Monte Carlo simulation (MCS) is one of the most accurate computation methods for dose calculation and image formation in radiation therapy. However, the high computational complexity and long execution time of MCS limits its broad use. In this paper, we present a novel strategy to accelerate MCS using a graphic processing unit (GPU), and we demonstrate the application in mega-voltage (MV) cone-beam computed tomography (CBCT) simulation. A new framework that generates a series of MV projections from a single simulation run is designed specifically for MV-CBCT acquisition. A Geant4-based GPU code for photon simulation is incorporated into the framework for the simulation of photon transport through a phantom volume. The FastEPID method, which accelerates the simulation of MV images, is modified and integrated into the framework. The proposed GPU-based simulation strategy was tested for its accuracy and efficiency in a Catphan 604 phantom and an anthropomorphic pelvis phantom with beam energies at 2.5 MV, 6 MV, and 6 MV FFF. In all cases, the proposed GPU-based simulation demonstrated great simulation accuracy and excellent agreement with measurement and CPU-based simulation in terms of reconstructed image qualities. The MV-CBCT simulation was accelerated by factors of roughly 900–2300 using an NVIDIA Tesla V100 GPU card against a 2.5 GHz AMD Opteron™ Processor 6380.

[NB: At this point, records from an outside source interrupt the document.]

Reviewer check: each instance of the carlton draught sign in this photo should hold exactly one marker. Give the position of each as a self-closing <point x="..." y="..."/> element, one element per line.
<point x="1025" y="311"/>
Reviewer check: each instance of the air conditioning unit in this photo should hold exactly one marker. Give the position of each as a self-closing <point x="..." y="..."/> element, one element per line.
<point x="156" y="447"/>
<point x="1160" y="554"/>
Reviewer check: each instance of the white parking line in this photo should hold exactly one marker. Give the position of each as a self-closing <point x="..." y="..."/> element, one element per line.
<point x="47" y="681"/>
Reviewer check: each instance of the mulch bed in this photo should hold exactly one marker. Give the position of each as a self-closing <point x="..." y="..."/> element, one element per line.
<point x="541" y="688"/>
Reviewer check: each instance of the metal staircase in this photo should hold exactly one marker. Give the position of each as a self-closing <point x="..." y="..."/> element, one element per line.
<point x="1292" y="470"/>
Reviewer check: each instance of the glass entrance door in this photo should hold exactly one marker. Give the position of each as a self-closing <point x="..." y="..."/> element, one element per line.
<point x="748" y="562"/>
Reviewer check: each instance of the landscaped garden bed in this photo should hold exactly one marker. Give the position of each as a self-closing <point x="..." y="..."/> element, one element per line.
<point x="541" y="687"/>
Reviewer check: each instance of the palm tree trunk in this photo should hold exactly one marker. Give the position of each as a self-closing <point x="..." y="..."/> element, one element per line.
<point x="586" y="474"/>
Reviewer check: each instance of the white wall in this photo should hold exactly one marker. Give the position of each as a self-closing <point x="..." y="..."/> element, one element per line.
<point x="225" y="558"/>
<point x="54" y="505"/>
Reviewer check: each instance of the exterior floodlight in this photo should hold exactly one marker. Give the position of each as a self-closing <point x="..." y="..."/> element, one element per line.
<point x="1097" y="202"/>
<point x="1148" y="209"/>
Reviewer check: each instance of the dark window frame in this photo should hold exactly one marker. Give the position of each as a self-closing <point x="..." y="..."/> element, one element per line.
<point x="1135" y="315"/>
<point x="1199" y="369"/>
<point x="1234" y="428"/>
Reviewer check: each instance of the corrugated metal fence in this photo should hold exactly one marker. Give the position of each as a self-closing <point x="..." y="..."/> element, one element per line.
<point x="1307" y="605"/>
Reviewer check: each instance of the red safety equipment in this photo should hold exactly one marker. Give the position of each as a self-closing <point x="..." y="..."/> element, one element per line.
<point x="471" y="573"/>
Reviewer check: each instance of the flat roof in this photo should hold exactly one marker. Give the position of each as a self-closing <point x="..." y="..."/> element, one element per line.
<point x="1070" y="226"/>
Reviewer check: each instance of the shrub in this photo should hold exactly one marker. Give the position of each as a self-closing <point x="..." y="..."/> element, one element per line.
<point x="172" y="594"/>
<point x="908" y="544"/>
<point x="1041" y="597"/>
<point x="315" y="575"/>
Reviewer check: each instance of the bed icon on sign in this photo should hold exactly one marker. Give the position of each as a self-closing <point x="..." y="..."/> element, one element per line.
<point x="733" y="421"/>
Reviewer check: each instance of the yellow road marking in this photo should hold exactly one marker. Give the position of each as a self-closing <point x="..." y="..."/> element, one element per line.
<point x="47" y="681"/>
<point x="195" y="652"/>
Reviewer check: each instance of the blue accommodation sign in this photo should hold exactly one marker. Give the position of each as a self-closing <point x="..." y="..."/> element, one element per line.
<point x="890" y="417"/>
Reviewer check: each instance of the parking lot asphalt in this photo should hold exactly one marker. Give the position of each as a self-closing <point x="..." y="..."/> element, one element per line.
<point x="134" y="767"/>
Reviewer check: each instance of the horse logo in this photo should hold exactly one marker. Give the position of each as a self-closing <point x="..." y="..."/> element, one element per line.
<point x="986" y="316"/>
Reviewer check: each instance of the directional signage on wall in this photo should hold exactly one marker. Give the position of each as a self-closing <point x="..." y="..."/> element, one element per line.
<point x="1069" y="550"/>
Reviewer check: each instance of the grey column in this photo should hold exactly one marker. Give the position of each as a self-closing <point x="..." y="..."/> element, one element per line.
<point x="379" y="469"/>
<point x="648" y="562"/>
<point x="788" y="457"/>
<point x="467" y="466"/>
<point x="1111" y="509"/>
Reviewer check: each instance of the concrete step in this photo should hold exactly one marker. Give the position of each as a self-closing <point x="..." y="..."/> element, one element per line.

蒙特卡罗模拟（MCS）是放射治疗中剂量计算和图像形成最准确的计算方法之一。然而，MCS 的高计算复杂度和长执行时间限制了它的广泛使用。在本文中，我们提出了一种使用图形处理单元 (GPU) 加速 MCS 的新策略，并展示了在兆电压 (MV) 锥形束计算机断层扫描 (CBCT) 仿真中的应用。从单次模拟运行生成一系列 MV 投影的新框架专为 MV-CBCT 采集而设计。用于光子模拟的基于 Geant4 的 GPU 代码被合并到框架中，用于模拟通过幻象体积的光子传输。对加速 MV 图像模拟的 FastEPID 方法进行了修改并集成到框架中。所提出的基于 GPU 的模拟策略在 Catphan 604 体模和拟人骨盆体模中的准确性和效率进行了测试，光束能量分别为 2.5 MV、6 MV 和 6 MV FFF。在所有情况下，所提出的基于 GPU 的仿真都表现出很高的仿真精度，并且在重建图像质量方面与测量和基于 CPU 的仿真非常一致。使用 NVIDIA Tesla V100 GPU 卡与 2.5 GHz AMD Opteron™ 处理器 6380 相比，MV-CBCT 模拟加速了大约 900–2300 倍。所提出的基于 GPU 的模拟在重建图像质量方面表现出很高的模拟精度，并且与测量和基于 CPU 的模拟非常吻合。使用 NVIDIA Tesla V100 GPU 卡与 2.5 GHz AMD Opteron™ 处理器 6380 相比，MV-CBCT 模拟加速了大约 900–2300 倍。所提出的基于 GPU 的模拟在重建图像质量方面表现出很高的模拟精度，并且与测量和基于 CPU 的模拟非常吻合。使用 NVIDIA Tesla V100 GPU 卡与 2.5 GHz AMD Opteron™ 处理器 6380 相比，MV-CBCT 模拟加速了大约 900–2300 倍。